There are manymoreproblems with NHST and with “frequentist” statistics in general, but the central one is this: NHST does not follow from the axioms (foundational logical rules) of probability theory. It is a grab-bag of techniques that, depending on how those techniques are applied, can lead to different results when analyzing the same data — something that should horrify every mathematician.
The inferential method that solves the problems with frequentism — and, more importantly, follows deductively from the axioms of probability theory — is Bayesian inference.
But two Bayesian inferences from the same data can also give different results. How could this be a non-issue for Bayesian inference while being indicative of a central problem for NHST? (If the answer is that Bayesian inference is rigorously deduced from probability theory’s axioms but NHST is not, then the fact that NHST can give different results for the same data is not a true objection, and you might want to rephrase.)
By a coincidence of dubious humor, I recently read a paper on exactly this topic, how NHST is completely misunderstood and employed wrongly and what can be improved! I was only reading it for a funny & insightful quote, but Jacob Cohen (as in, ‘Cohen’s d’) in pg 5-6 of “The Earth Is Round (p < 0.05)” tells us that we shouldn’t seek to replace NHST with a “magic alternative” because “it doesn’t exist”. What we should do is focus on understanding the data with graphics and datamining techniques; report confidence limits on effect sizes, which gives us various things I haven’t looked up; and finally, place way more emphasis on replication than we currently do.
An admirable program; we don’t have to shift all the way to Bayesian reasoning to improve matters. Incidentally, what Bayesian inferences are you talking about? I thought the usual proposals/methods involved principally reporting log odds, to avoid exactly the issue of people having varying priors and updating on trials to get varying posteriors.
I thought the usual proposals/methods involved principally reporting log odds, to avoid exactly the issue of people having varying priors and updating on trials to get varying posteriors.
Any example where there are more than two potential hypotheses.
Note, that for example, “this coin is unbiased”, “this coin is biased toward heads with p=.61″, and “this coin is biased toward heads with p=.62” count as three different hypotheses for this purpose.
This is fair as a criticism of log-odds, but in the example you give, one could avoid the issue of people having varying priors by just reporting the value of the likelihood function. However, this likelihood function reporting idea fails to be a practical summary in the context of massive models with lots of nuisance parameters.

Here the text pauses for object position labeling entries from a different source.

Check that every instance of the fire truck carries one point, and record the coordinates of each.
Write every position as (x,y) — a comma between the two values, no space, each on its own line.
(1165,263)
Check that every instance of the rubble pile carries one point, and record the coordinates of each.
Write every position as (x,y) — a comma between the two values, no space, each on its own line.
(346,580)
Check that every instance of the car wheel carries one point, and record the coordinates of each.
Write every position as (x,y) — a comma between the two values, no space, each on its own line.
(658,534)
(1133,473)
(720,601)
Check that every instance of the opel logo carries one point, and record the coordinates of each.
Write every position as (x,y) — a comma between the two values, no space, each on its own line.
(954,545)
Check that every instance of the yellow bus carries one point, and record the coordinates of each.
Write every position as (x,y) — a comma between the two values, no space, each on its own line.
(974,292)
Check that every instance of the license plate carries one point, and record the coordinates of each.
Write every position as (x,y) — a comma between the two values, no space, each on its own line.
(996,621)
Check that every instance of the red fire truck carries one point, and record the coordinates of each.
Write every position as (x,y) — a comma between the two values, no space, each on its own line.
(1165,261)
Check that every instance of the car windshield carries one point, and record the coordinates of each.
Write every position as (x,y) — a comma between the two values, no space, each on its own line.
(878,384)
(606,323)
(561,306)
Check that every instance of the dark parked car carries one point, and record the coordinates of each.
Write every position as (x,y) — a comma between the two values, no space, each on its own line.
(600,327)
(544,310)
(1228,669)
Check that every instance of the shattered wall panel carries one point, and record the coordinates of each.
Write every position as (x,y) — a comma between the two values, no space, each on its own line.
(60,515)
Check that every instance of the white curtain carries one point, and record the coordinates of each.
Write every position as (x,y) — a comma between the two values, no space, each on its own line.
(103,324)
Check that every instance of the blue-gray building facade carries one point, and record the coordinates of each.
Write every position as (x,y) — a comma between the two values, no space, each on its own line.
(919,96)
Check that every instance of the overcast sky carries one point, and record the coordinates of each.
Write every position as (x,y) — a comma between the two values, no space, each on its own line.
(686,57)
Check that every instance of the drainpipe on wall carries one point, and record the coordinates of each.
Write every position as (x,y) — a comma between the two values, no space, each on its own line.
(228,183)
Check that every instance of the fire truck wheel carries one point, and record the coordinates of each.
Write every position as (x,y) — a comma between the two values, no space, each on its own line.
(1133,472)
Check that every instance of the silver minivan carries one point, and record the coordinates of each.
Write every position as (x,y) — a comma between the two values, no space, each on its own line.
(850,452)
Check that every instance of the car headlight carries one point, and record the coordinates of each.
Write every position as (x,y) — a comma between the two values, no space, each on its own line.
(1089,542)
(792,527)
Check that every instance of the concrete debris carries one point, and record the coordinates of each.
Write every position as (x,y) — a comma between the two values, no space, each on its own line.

Incidentally, what Bayesian inferences are you talking about? I thought the usual proposals/methods involved principally reporting log odds, to avoid exactly the issue of people having varying priors and updating on trials to get varying posteriors.
I didn’t have any specific examples in mind. But more generally, posteriors are a function of both priors and likelihoods. So even if one avoids using priors entirely by reporting only likelihoods (or some function of the likelihoods, like the log of the likelihood ratio), the resulting implied inferences can change if one’s likelihoods change, which can happen by calculating likelihoods with a different model.
depending on how those techniques are applied, can lead to different results when analyzing the same data
But two Bayesian inferences from the same data can also give different results. How could this be a non-issue for Bayesian inference while being indicative of a central problem for NHST?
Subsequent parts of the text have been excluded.